君を借りてもいいですか?
式は滞りなく執り行なわれた。

びっくりしたのはやはり新郎。5歳年下と聞いていたがなんという可愛いお顔。

かっこいいというよりもはやアイドルだ。

白いタキシード姿はまるで白馬の王子様?と思うほどできっとかなりモテモテだったのだろう。

「香代の旦那さんアイドルみたい」

恵梨香が目をキラキラさせながら呟いた。

「前に写真を見せてもらったけど実物の方が断然いい。あんなイケメン久しぶりに見たわ」

圭子なんて香代の方なんて全く見ていないという感じだ。

イケメンといえば私も半年以上前にすごいイケメンから引き出物をもらったっけ。

あの時あと2回式に出ないといけないとか言ってたけど…どうしてるかな?

そんなことを思いながら誓いのキスをする二人を見ていた。

式が終わりブーケトスになるとお節介な2人がわたしに前に行け行けとしつこくて仕方なく前の方に立った。

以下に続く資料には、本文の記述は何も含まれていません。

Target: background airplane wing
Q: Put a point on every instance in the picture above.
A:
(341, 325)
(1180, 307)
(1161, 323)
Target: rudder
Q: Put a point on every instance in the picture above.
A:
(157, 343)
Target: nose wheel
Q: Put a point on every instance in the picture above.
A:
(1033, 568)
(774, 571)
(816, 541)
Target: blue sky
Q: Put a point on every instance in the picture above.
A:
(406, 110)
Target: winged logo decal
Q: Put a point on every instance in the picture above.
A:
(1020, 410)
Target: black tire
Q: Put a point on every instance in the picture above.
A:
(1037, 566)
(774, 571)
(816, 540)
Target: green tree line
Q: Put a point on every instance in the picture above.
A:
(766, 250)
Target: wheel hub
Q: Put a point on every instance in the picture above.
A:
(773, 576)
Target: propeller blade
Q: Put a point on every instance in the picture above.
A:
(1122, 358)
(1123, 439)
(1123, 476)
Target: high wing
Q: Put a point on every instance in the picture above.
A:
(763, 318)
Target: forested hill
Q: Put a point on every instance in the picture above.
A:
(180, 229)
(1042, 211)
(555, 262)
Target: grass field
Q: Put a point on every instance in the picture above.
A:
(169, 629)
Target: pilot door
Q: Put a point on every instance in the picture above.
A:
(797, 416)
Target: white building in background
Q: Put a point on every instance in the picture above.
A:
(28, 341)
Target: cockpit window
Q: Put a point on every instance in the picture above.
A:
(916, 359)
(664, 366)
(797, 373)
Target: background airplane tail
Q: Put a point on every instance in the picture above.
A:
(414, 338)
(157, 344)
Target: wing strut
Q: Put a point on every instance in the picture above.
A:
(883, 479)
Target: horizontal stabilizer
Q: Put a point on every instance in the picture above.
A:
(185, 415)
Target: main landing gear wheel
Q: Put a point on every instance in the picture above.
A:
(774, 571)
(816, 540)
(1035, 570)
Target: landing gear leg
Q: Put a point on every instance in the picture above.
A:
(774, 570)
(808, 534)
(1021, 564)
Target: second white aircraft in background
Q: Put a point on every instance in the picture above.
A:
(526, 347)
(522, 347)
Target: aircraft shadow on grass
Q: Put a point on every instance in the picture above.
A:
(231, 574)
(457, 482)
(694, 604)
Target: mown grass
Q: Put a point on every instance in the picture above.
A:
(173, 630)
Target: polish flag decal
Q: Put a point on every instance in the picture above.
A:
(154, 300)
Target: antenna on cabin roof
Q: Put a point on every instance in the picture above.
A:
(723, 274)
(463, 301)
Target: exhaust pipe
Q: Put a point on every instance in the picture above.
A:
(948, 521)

もちろん受け取る気などさらさらない。だから万が一わたしの方に飛んできたらさっとしゃがむなりしてキャッチしなければいい。そんなことを思いながらブーケトスを待った。

だが神様は意地悪だ。

必要のない私の方にブーケが飛んできたのだ。

やばいくる!と思ってしゃがんだら手ではなく膝の上でキャッチしてしまった。

いらないのになんで受け取っちゃうの?

「栞やったじゃん。こうなったら私がいい男を紹介するよ」

私の意に反し圭子も恵梨香もハイテンションだ。

紹介までして彼氏が欲しいとは思わないし、私は読書している時が一番幸せなのに…と思いながらも本当のことは言えずキャッチしたブーケを持って苦笑いするしかなかった。